By Charles Brun: Deontay Wilder says he’s going to knockout Tyson Fury in their rematch after he finishes off former world title challenger Luis Ortiz first. WBC heavyweight champion Wilder (41-0-1,40 KOs) wants to close the chapter on his little rivalry with the ‘Gypsy King’ Fury (28-0-1, 20 KOs) by making sure the judges and/or the referee can’t take away his victory from him the second time around.
Wilder wants to unify the heavyweight division, but he first needs to take career of the highly talented Ortiz (31-1, 26 KOs) on November 9 in a rematch. Deontay stopped Ortiz in an exciting fight last year in March 2018 in a thrilling fight from start to finish at the Barclays Center in Brooklyn, New York.
Wilder: After I whip Ortiz, I’m going to stop Tyson Fury
“We move onto Ortiz first and, after I whup Ortiz in a great fashion and a quicker fashion, I will come back and get old Tyson Fury, and knock him out in dynamic fashion,” said Wilder to skysports.com. “My time? It will come. I will be unified and undisputed heavyweight champion of the world.”
If Fury doesn’t fun from Wilder in the rematch, there’s a very good chance the tall 6’9″ British heavyweight is going to get destroyed in the first four rounds. Wilder has put on size since his match with Fury, and he seems to be packing more power now. When Wilder fought Fury, he weighed just 212 pounds. That’s basically a rehydrated cruiserweight. But in Wilder’s last fight against Dominic Breazeale, he bulked up to 223 pounds, and he looked more powerful than ever in stopping the 2012 U.S Olympian in the first round last May.

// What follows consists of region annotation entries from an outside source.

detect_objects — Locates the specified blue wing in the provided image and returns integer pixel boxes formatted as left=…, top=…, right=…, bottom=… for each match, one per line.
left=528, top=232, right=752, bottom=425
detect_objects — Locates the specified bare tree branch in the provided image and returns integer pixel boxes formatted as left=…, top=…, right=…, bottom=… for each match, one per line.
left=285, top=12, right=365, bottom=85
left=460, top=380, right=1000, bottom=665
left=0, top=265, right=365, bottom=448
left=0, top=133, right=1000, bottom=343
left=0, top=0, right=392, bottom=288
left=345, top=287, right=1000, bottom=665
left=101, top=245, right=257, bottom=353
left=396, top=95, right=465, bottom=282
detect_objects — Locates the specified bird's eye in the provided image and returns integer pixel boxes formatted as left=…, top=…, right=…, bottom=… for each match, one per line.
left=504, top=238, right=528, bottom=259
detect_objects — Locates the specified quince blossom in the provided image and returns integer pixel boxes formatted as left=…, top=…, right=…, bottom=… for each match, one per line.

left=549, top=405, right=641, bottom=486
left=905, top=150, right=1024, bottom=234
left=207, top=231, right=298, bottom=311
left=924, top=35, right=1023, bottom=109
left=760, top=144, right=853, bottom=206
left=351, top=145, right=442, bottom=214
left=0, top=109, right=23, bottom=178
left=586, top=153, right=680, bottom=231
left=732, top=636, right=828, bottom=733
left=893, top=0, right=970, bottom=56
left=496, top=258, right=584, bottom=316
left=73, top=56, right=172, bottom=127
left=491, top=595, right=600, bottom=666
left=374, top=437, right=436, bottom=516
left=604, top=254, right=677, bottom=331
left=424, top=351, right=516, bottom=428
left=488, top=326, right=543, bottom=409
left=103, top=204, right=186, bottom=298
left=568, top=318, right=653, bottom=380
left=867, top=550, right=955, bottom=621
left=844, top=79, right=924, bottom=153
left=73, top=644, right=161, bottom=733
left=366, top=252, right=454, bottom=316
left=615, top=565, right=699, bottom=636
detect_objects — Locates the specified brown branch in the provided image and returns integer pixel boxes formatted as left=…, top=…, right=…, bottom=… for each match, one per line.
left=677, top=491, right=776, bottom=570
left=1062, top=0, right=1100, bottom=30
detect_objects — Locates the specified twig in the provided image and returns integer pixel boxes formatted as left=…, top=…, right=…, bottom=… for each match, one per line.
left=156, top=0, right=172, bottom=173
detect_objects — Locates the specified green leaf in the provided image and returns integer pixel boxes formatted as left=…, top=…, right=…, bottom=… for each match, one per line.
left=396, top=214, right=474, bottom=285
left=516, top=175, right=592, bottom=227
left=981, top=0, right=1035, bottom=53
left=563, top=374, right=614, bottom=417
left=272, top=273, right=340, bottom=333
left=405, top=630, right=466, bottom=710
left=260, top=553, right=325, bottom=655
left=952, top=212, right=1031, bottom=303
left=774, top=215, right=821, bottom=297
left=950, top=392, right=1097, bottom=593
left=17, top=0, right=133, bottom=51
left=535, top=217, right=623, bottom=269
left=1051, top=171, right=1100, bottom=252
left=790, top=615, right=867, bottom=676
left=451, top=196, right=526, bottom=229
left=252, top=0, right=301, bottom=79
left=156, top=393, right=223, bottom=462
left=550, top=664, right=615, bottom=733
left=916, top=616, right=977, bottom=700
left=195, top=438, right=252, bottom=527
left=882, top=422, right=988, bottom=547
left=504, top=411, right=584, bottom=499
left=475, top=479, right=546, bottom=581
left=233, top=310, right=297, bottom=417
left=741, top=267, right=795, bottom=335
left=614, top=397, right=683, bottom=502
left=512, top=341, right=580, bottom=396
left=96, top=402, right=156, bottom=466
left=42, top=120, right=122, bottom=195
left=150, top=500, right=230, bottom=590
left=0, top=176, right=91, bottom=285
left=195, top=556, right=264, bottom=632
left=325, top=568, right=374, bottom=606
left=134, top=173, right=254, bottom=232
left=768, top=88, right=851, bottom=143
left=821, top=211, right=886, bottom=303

“It is not over for Anthony. Just because you lose, it doesn’t mean it’s over,” said Wilder. “Even if he loses the rematch, which I feel he will. I don’t think he knows how he lost. He was knocked down four times. He gave up, in my opinion. I wasn’t surprised [by the result].”
When Wilder fought Fury last December, he knocked him down twice, and appeared to knock him out in the 12th. The referee Jack Reiss gave a count to Fury despite the fact that he was laying on the canvas and looked unconscious. Fury somehow made it back to his feet, and was able to survive the round just barely. The judges scored the fight a draw, but a lot of boxing fans felt that Wilder was robbed of a knockout by the referee choosing to give a count to a fighter that was knocked out.
Wilder can’t afford to look past Luis Ortiz
Deontay was almost knocked out by Ortiz last year. That fight was extremey close to being halted in the seventh round. After Wilder knocked Ortiz down in the fifth, the Cuban ace came back and hurt Deontay in the seventh round with a powerful straight left to the head. Ortiz then teed off on the badly hurt Wilder, and had him ready to be stopped.
Somehow, Wilder made it out of the round just barely. If there had been another 20 seconds in the round, Ortiz likely would have stopped him. As luck would have it, the start of the eighth round was delayed by the New York State Athletic Commission, who wanted to take a look at the wobbly Wilder. The little bit of delay might have been all Wilder needed to collect himself to recover from the previous round.